13/08/2009

Consórcio tem alta de 12% nas vendas

Fonte: Jornal da Tarde

Apesar da queda das taxas de juros, a modalidade ainda ganha do financiamento

(Foto: Divulgação)
Consumidor deve ficar atento às vantagens e desvantagens da modalidade (Foto: Divulgação)

A venda de cotas de consórcios cresceu 12% no primeiro semestre em relação ao mesmo período de 2008. De janeiro a junho deste ano foram vendidas 924,4 mil cotas ante 825,2 mil do primeiro semestre de 2008. Os dados são da Associação Brasileira de Administradoras de Consórcios (Abac). Só em junho foram 170 mil novos consórcios, volume recorde para o período desde 2005.

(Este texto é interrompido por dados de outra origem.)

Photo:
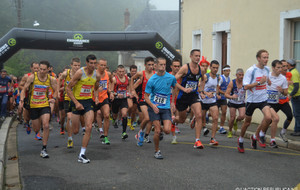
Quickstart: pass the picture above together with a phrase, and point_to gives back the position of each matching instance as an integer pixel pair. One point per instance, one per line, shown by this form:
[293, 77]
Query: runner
[209, 98]
[158, 86]
[222, 102]
[255, 82]
[38, 85]
[102, 105]
[34, 67]
[278, 87]
[83, 83]
[236, 94]
[176, 64]
[121, 87]
[5, 88]
[65, 78]
[144, 76]
[284, 102]
[190, 74]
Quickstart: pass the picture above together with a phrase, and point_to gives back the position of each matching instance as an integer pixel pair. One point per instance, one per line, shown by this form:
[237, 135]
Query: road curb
[3, 137]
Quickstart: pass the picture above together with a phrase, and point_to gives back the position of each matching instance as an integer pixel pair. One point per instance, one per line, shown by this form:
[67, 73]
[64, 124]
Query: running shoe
[222, 131]
[198, 145]
[207, 119]
[240, 147]
[28, 128]
[213, 142]
[177, 130]
[161, 136]
[273, 144]
[124, 135]
[205, 131]
[229, 134]
[253, 142]
[105, 141]
[158, 155]
[83, 159]
[62, 132]
[38, 136]
[193, 122]
[262, 142]
[70, 143]
[235, 125]
[283, 137]
[44, 154]
[147, 139]
[174, 141]
[101, 135]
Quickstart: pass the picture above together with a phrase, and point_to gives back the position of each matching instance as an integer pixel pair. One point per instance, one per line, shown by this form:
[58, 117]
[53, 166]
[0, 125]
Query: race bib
[123, 92]
[2, 89]
[103, 84]
[273, 96]
[160, 99]
[191, 84]
[86, 90]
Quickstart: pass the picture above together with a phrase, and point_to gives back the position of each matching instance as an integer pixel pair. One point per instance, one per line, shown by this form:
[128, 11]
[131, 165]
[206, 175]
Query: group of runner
[91, 94]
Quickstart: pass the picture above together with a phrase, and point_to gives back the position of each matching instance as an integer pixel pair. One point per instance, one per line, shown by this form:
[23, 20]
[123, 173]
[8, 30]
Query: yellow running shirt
[83, 89]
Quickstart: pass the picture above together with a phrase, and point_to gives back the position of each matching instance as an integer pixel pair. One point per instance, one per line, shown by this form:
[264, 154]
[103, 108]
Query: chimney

Apesar da grande procura, o consumidor deve ficar atento às vantagens e desvantagens da modalidade. Não poder contar com o bem imediatamente e nem reaver o dinheiro pago na hora, numa eventual emergência, são alguns pontos negativos. As taxas de administração (em torno de 15,5%) cobradas durante a duração do grupo podem reduzir a atratividade do consórcio como forma de poupar dinheiro.

Entre os pontos favoráveis estão as parcelas sem juros e a possibilidade de negociar (com a carta de crédito nas mãos) um imóvel ou um carro mais barato. “Carta de crédito é dinheiro na mão”, afirma Paulo Rossi, presidente executivo da Abac.

Segundo Rossi, a explicação para o bom crescimento no semestre é a mudança no comportamento do consumidor. “Há uma reavaliação na forma de poupar. Na caderneta de poupança quem não tem disciplina saca o valor na primeira emergência.” A expectativa da Abac é fechar o ano com 10% a mais de participantes que no ano passado com 3,64 milhões de consorciados.

O consórcio é a união de pessoas e empresas para a aquisição de bens e serviços em grupos com prazos definidos. Diferente dos financiamentos, sobre as prestações mensais não incidem juros, mas para retirar o bem antes do final do grupo é preciso ser sorteado ou dar um lance.

Como forma de guardar dinheiro, o consórcio perde para a poupança por causa das taxas. Além das tarifas administrativas, há fundo de reserva, seguros e, em alguns casos, valor de adesão. Na caderneta não há desconto.

“Se cumprir a obrigação de depositar um valor todo mês na poupança, talvez o consumidor consiga o bem antes do que num consórcio”, acredita Samy Dana, professor de economia da Fundação Getúlio Vargas. Dana fez uma simulação comparando um depósito de R$ 500 por quatro anos em caderneta e em consórcio. “Ao final do período, a pessoa teria R$ 3 mil só de juros”.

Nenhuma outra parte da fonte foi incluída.